Begriffsbestimmung
Die Orthese stützt, korrigiert und stabilisiert eine vorhandene Gliedmaße/Körperteil.
Prothese
Die Prothese ersetzt eine nicht vorhandene Gliedmaße/Körperteil.
Orthoprothese
Die Orthoprothese ist eine Kombination aus Orthese und Prothese; stützt und korrigiert
den vorhandenen fehlgebildeten Körperabschnitt und ersetzt z. B. den fehlenden Anteil.
Dysmelie
Eine Dysmelie ist eine angeborene Fehlbildung einer oder mehrerer Gliedmaßen.
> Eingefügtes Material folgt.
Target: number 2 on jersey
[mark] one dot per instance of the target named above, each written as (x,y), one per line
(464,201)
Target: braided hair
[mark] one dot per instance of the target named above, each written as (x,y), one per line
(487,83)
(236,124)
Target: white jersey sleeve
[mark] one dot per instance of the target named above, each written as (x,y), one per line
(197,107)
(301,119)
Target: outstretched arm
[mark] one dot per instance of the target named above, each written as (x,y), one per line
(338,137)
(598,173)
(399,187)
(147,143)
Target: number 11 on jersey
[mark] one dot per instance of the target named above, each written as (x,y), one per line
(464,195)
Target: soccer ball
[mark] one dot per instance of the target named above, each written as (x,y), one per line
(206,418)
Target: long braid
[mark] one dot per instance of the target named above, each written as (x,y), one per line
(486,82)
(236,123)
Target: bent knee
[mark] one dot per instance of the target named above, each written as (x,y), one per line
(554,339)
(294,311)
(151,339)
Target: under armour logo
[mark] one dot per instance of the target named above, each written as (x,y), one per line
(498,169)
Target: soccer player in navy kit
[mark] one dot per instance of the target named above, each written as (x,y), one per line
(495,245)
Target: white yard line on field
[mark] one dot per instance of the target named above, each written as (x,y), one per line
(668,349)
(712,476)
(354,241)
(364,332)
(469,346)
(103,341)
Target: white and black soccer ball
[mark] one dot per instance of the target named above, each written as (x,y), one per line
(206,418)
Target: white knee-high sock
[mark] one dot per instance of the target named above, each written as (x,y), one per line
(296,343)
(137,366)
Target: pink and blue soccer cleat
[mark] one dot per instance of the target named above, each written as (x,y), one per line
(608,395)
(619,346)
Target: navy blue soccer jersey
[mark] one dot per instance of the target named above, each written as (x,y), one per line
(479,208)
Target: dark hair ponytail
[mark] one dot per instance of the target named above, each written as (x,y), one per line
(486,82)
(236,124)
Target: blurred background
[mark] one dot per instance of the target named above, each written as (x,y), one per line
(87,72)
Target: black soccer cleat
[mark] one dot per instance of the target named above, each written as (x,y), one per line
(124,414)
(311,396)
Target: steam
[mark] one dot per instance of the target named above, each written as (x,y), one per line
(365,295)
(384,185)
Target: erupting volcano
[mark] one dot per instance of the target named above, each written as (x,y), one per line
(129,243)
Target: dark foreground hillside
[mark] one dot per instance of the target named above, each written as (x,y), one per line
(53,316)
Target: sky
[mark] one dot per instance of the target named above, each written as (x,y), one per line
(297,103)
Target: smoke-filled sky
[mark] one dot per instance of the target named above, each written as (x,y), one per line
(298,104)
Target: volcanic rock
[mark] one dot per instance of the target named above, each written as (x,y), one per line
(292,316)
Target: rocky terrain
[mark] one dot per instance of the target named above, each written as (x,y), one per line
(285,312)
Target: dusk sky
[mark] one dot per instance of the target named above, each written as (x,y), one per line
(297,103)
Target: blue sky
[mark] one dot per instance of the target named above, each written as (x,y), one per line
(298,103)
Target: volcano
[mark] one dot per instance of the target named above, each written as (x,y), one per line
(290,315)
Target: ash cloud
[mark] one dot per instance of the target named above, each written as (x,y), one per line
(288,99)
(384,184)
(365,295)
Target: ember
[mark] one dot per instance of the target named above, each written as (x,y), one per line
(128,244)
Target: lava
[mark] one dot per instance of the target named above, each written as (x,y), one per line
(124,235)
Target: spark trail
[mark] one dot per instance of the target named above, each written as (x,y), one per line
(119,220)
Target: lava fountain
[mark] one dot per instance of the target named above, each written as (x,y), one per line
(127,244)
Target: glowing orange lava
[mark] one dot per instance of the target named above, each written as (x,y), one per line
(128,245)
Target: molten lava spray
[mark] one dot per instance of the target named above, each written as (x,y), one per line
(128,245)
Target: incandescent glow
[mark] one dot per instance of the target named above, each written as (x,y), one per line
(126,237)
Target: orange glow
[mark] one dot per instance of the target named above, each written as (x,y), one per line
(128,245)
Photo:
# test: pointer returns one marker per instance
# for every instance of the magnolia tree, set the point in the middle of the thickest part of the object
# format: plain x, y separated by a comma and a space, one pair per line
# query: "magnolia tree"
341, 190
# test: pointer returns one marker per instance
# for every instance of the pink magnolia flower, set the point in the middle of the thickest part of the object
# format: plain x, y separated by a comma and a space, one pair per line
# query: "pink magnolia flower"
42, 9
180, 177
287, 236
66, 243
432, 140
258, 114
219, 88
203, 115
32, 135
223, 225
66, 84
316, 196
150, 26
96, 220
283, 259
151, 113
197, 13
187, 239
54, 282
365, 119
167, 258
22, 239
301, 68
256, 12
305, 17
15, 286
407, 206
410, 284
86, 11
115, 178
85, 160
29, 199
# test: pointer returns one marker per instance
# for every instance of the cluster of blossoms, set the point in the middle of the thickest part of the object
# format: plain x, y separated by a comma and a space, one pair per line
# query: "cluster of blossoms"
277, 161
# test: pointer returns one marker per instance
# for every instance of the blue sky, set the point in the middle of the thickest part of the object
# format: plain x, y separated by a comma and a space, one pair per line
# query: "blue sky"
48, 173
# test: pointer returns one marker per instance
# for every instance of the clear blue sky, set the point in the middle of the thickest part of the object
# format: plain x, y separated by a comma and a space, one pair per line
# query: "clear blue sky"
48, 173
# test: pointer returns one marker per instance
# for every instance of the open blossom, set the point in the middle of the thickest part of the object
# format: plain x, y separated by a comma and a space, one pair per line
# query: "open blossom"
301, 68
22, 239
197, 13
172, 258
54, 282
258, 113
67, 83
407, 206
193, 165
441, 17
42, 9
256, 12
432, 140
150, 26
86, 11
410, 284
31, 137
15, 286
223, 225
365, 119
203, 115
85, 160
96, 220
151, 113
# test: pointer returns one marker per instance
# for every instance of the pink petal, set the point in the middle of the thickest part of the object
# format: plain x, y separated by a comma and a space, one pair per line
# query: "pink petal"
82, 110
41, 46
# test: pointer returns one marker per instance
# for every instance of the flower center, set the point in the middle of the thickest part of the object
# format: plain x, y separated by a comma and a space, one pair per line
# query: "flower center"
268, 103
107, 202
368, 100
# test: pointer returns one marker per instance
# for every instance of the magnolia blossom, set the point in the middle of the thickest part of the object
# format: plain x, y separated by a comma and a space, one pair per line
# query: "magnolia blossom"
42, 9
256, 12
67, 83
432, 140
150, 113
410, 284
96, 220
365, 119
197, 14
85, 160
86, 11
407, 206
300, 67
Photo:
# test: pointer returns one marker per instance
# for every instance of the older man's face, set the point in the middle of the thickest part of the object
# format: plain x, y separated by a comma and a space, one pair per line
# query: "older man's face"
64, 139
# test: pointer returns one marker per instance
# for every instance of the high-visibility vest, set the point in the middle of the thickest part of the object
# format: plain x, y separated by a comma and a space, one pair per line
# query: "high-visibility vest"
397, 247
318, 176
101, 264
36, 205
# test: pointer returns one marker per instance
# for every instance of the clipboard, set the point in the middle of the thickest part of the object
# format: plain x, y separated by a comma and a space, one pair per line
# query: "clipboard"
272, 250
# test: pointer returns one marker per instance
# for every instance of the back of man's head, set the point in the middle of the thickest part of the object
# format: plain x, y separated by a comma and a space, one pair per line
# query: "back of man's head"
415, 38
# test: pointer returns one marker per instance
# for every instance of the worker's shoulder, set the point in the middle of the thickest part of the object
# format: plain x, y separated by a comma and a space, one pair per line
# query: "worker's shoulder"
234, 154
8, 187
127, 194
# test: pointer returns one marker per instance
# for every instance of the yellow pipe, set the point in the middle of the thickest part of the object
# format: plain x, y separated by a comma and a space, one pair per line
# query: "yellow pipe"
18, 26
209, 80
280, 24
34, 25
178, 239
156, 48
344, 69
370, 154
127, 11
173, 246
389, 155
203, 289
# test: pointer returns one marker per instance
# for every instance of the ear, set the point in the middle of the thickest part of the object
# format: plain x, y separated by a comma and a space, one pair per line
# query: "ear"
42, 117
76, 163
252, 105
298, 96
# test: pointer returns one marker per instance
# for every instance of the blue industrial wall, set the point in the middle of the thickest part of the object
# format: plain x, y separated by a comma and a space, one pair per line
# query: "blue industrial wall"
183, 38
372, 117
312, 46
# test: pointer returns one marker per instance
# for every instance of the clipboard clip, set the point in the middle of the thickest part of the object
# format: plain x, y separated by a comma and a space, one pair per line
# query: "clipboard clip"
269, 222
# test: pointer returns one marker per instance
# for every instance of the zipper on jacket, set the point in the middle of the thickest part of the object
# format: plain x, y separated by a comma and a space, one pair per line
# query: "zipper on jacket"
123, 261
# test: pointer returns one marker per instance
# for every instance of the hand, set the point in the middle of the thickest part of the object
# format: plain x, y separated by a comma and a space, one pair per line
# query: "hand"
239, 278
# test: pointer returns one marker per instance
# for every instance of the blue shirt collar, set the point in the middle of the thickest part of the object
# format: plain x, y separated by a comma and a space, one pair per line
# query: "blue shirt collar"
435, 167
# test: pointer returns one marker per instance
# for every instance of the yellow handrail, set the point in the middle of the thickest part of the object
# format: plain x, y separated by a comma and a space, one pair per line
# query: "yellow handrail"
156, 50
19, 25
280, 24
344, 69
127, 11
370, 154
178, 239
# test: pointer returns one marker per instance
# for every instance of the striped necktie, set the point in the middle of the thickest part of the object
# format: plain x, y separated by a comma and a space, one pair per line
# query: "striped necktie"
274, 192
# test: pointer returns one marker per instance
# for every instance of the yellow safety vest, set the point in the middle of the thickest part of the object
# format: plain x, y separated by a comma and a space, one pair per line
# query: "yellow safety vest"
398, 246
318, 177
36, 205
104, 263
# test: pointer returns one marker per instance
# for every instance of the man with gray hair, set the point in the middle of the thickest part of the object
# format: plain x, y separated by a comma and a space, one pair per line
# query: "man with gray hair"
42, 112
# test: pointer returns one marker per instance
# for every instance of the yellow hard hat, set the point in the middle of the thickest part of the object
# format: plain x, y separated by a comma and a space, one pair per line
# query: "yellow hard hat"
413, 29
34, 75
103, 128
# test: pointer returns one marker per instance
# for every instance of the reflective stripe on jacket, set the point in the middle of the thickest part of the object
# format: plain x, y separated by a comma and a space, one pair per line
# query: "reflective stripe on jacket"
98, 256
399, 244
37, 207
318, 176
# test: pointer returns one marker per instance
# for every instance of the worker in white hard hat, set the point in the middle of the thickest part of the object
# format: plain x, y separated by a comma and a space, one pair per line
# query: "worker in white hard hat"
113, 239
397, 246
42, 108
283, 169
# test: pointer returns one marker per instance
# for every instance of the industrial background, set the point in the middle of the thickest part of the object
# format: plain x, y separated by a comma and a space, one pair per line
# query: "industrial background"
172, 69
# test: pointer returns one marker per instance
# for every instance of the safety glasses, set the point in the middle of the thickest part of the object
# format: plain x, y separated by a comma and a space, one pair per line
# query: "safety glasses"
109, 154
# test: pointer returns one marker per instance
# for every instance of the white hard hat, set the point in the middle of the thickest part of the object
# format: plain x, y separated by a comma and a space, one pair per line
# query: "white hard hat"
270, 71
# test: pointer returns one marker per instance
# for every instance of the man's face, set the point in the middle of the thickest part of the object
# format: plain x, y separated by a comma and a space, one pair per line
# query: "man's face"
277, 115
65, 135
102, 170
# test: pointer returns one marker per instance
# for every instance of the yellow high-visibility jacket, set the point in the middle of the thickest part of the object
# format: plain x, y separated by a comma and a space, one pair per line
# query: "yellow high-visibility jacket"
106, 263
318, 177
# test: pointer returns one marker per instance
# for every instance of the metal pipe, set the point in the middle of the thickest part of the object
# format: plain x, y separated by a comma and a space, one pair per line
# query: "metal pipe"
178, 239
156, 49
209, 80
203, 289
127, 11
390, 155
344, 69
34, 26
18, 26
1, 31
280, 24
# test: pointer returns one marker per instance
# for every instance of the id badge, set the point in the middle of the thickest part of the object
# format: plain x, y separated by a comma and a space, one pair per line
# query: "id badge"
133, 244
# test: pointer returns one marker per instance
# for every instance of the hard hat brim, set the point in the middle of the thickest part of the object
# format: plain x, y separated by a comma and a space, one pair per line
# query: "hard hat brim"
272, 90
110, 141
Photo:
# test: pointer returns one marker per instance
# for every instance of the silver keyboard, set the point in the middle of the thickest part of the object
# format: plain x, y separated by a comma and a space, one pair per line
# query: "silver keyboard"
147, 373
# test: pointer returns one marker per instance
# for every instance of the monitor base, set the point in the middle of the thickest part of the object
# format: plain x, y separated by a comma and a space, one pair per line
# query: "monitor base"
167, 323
Nach
ICD-10 spricht man von „sonstigen Reduktionsdefekte nicht näher bezeichneter Extremität(en)“
Q73.8. Weitere Fachbegriffe und Differenzierungen rund um die Dysmelie fasst die folgende
Übersicht zusammen.
Übersicht
Fachbegriffe rund um die Dysmelie
Adaktylie
Einzelne oder alle Finger oder Zehen fehlen.
Akromelie
Verkürzung besonders der distalen Extremitätenanteile (Finger oder Zehen).
Amelie
Völliges Fehlen der Gliedmaße(n).
Apodie
Fehlen des Fußes.
Brachydaktylie
Verkürzungen von Gliedmaßen: Finger oder Zehen.
Ektrodaktylie
Fehlbildung des Hand- oder Fußskeletts: Finger oder Zehen sind verkürzt oder fehlen
(Oligodaktylie); wird auch als Spalthand bzw. Spaltfuß bezeichnet.
Ektromelie
Einzelne oder mehrere Röhrenknochen sind nicht oder zu klein ausgebildet.
Kamptodaktylie
Beugekontraktur der Mittelgelenke, meist des Kleinfingers.
Klinodaktylie
Angeborene seitlich-winklige Abknickung eines Fingerglieds im Handskelett.
Mesomelie
Verkürzung der mittleren Anteile der Extremität (Unterarme oder Unterschenkel).
Mirror Foot
Form der Polydaktylie mit partieller Fußdoppelung.
Mikromelie
Angeborene Verkürzung der Gliedmaße(n).
Oligodaktylie
Völliges Fehlen von Fingern oder Zehen.
Peromelie
Transversaler Defekt, amputationsartiger Stumpf.
Perodaktylie
Verkürzte Finger/Stummelfingrigkeit.
Phokomelie
Robbengliedrigkeit: Fehlen der Röhrenknochen der Gliedmaßen mit Ansätzen der Hände
bzw. Füße am Schulter- bzw. Hüftgelenk.
Polydaktylie
Vermehrte Anzahl von Anteilen von Hand- oder Fußgliedmaßen.
Proteus-Syndrom
Regionaler Überwuchs, vielfältiges klinisches Erscheinungsbild. Es entwickeln sich
häufig Tumoren.
Rhizomelie
Verkürzung der proximalen Anteile der Extremität (Oberarme oder Oberschenkel).
Syndaktylie
Häutige, knöcherne oder totale Verwachsung bzw. Nichttrennung von Finger- oder Zehengliedern.
Synostosen
Knöcherne Verbindung (Verschmelzung) zweier Knochen, die zuvor knorpelig oder bindegewebig
verbunden waren.
Tetraamelie
Alle vier Gliedmaßen sind betroffen.
Ätiologie
Die Störung in der Extremitätenentwicklung tritt zumeist während der sensiblen Phase
der Schwangerschaft zwischen dem 29. und 46. Tag durch exogene Noxen auf, z. B.
-
Sauerstoffmangel,
-
bestimmte Pharmaka, z. B. Antiepileptika, Thalidomid
-
Infektionen, z. B. Rubellavirus, Toxoplasmose
-
Mangelernährung,
-
Bestrahlung der Schwangeren,
-
amniotisches-Band-Syndrom.
Die Ausbildung der Störung hängt ab vom Zeitpunkt des Einwirkens und der Wirkungsdauer
der Noxen [1]. Es spielen auch genetische Faktoren (Holt-Oram-Syndrom [2] oder TAR-Syndrom) und Spontanmutationen eine Rolle [3], [4], [5].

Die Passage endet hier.